Baldur's Gate 3 - a critical success, with critical failures

9 months ago

Baldur's Gate 3's initial story hook is simple: you have a mindflayer parasite in your brain, and you probably don't want that (unless...?). Its gameplay hook is much more ephemeral though: the promise of not just adapting the Dungeons & Dragons system, as plenty of games have done before, but taking that wide improvisational space of playing at the table into the more rigidly coded world of a video game.

It's an ambitious idea, particularly in the CRPG space, where there's a general trend that very close adaptations of tabletop rulesets tend to feel hostile to their players - we rely on human moderation to fudge dice rolls, adapt encounters, and respond to their players, and a straight adaptation running on cold hard random numbers alone can feel like the person (computer) running the game is being cruel. But, at least for the first 30 hours, as it responds to the choices you've made through character creation, dialogue, and even tiny interactions with its world, developer Larian seems to pull off the unlikely, and make an RPG that feels truly collaborative.

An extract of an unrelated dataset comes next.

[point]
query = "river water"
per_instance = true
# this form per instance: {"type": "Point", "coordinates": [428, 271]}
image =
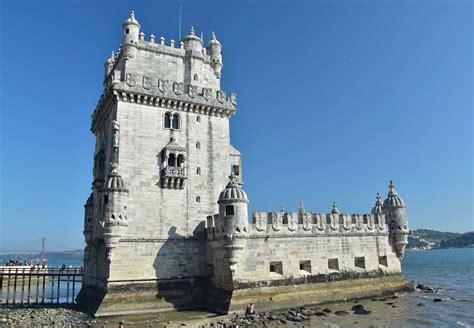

This breadth of possibility in Baldur's Gate 3 is really an illusion - but one that's closer to excellent stagecraft than a distracting wizard spell, and it's meticulously done. The magician Larian pulls a rabbit out of its hat, and instead of looking up the developer's sleeve you think about casting Speak with Animals, or doing an animal handling check to try and pet it, or maybe seeing if it has unique responses to a wildshaped druid.